Lake Travis ISD officials discussed updating campus library websites and making it easier for parents to browse library books online at a recent meeting.

Over the past few months, community members have voiced both concerns and support for removing challenged books from district libraries.

The overview

Amanda Prehn, LTISD director of elementary curriculum and instruction, provided an update on the district’s library services at the Feb. 21 board of trustees meeting.

The district is working to adopt or consider some of the following changes to its library offerings, Prehn said, including:
  • Updating the district’s library policy to align with new guidelines from the Texas State Library and Archives Commission
  • Moving to a districtwide book reconsideration committee that is randomly selected instead of being appointed by campus principals
  • Streamlining campus library websites to include similar information
  • Creating videos for parents on how to use the district’s online library database to search books
  • Adopting new features from its book vendor to increase parental engagement
What they’re saying

Some board members suggested the district improve the process for parents to search library books online by specific topics known as tags. Parents may use an advanced filter to search books by age range, subject and author, and ask campus librarians to restrict their child’s access to certain topics, Prehn said.

“There are some pretty robust search tools within our database that [are] easy for parents to navigate and use,” Prehn said. “We want to make sure that we're putting that information out there, so everybody can easily access that.”

Prehn gave an example that a parent could restrict their child from reading any books about cats; however, Place 3 board member Erin Archer asked if the library system could flag more serious topics, like suicide.
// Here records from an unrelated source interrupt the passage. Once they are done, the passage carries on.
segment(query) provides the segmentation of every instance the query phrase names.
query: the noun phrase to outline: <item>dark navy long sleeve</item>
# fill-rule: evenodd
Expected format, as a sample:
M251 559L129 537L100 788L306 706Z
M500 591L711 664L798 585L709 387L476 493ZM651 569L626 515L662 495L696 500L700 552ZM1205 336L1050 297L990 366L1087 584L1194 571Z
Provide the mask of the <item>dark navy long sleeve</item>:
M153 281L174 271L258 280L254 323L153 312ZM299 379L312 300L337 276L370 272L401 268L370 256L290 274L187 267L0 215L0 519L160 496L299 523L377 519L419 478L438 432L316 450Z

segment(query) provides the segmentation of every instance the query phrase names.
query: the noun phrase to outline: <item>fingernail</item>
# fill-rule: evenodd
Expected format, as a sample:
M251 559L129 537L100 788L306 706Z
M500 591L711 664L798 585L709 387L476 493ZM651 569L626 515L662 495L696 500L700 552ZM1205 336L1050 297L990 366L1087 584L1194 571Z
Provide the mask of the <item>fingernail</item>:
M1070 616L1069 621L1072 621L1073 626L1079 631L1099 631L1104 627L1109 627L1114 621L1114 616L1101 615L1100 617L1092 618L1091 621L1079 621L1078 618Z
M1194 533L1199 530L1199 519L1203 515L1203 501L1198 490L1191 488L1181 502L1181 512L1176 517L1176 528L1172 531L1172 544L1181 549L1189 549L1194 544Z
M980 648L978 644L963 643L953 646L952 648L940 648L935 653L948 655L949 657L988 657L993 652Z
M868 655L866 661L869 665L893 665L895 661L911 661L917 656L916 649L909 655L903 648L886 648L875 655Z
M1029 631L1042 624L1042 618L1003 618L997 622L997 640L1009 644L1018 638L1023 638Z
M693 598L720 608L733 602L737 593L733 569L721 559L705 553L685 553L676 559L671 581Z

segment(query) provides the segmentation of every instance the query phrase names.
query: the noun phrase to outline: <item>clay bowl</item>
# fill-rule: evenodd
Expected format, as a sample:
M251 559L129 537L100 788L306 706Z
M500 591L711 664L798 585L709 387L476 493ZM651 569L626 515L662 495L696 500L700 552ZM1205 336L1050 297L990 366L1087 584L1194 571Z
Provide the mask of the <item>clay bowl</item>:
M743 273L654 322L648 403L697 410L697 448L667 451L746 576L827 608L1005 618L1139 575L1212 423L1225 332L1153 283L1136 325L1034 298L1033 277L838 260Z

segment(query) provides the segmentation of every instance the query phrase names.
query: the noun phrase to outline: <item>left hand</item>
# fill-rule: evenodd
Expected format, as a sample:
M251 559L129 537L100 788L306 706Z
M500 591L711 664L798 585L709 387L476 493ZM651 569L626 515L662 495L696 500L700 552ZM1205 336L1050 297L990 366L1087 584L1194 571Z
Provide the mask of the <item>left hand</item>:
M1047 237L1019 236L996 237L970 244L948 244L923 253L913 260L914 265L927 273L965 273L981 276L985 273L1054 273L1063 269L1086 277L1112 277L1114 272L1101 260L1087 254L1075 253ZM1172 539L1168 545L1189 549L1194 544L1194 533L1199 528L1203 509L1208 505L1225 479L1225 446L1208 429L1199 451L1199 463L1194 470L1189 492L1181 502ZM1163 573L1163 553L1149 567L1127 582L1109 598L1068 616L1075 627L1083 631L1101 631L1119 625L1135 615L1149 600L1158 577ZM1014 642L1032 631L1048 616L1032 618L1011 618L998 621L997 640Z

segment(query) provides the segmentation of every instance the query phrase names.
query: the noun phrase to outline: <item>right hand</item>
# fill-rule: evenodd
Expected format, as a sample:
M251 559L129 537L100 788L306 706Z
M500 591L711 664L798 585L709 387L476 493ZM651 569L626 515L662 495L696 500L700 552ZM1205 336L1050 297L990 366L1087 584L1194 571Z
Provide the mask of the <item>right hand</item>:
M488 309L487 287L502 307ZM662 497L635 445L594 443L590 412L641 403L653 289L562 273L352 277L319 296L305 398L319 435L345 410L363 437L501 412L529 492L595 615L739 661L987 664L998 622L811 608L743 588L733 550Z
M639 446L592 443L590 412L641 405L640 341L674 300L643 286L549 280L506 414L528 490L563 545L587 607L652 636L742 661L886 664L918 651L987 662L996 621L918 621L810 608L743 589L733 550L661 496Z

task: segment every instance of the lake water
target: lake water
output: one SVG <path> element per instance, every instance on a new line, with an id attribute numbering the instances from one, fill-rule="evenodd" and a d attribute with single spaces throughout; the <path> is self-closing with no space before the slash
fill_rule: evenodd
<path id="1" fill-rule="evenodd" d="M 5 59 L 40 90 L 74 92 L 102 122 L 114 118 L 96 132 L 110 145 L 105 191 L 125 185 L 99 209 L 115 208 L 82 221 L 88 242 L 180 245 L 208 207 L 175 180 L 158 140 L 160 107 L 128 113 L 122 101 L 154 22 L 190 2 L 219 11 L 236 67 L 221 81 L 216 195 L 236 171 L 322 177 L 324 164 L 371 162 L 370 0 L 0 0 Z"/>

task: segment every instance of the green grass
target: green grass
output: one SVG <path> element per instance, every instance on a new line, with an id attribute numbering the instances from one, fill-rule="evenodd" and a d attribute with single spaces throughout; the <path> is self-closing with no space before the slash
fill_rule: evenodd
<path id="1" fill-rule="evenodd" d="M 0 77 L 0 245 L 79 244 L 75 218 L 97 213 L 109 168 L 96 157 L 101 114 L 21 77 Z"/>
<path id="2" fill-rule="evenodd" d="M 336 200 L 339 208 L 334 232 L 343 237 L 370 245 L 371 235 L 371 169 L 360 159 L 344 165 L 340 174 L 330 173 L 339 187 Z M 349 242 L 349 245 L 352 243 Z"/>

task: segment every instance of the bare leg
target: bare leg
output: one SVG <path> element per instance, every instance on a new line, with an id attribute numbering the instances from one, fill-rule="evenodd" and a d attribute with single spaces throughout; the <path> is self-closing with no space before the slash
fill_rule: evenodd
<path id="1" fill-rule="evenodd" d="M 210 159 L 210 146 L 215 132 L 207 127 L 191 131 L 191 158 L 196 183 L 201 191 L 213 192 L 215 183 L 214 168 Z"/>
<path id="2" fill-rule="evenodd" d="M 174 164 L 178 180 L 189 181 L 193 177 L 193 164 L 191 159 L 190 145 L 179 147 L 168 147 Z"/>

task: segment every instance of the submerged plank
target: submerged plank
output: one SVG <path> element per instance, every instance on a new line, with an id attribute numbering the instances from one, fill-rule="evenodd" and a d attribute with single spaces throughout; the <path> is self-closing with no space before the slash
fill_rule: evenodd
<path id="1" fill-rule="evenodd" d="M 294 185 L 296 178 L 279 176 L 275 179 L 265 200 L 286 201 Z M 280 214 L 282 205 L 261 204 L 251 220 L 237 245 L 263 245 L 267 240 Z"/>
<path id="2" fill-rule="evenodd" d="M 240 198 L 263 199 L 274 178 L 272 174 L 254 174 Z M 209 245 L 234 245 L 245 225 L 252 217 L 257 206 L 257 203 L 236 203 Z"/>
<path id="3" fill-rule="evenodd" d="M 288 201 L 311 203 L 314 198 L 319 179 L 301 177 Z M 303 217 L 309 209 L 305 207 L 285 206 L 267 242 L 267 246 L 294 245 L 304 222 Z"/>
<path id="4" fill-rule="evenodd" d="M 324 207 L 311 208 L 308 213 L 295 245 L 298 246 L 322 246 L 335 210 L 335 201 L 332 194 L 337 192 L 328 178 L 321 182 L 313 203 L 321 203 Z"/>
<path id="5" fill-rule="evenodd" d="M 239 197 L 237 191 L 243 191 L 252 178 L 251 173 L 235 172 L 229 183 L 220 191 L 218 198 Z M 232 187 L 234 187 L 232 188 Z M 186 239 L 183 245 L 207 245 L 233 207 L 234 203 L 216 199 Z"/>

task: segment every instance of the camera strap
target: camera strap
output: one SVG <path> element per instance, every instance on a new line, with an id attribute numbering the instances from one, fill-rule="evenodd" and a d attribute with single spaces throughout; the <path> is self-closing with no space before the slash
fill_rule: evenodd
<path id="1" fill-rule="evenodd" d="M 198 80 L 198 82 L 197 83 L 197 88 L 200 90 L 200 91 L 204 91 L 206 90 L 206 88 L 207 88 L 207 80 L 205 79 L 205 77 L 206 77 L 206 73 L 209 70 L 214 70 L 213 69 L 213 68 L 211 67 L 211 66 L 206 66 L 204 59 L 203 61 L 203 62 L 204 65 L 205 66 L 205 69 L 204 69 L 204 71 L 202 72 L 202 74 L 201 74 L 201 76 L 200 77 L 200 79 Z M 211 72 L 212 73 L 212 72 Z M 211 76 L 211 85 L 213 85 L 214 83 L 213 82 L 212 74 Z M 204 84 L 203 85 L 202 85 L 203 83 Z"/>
Board President John Aoueille requested a list of all current book tags.

“The tags—that's the key to making our parents in our district comfortable,” Aoueille said. “The big tags are going to be gender fluid. They're going to be violence. It’s going to be explicit materials. It’s going to be language. It’s all of those things that our parents are asking us for.”

The context

LTISD is one of many districts across the state that is grappling with how to review library books and respond to book challenges from community members in light of a new state law. House Bill 900 banned public schools from having sexually explicit books and required vendors to rate their books based on sexual content before selling them to school districts.

Although the 5th U.S. Circuit Court of Appeals temporarily blocked the requirement for vendors to issue book ratings in January, districts must still follow new state library collection standards banning sexually explicit books, according to previous reporting by Community Impact.

In November, district officials proposed a new library policy banning harmful or obscene material with an emphasis on parents’ roles in selecting their students’ books.

In case you missed it

The district launched an online form last year allowing parents and community members to challenge books and see books under review. Five library resources were challenged from December to January, Prehn said. Decisions on two of the books were appealed and will go to the board of trustees for a final vote, she said.

Since December, many community members have attended board meetings to speak against the district banning books after the board of trustees voted to remove and transfer three books from campus libraries at a Nov. 15 meeting. The board's vote reversed the decisions of a reconsideration committee and district administrators to keep the materials in campus libraries.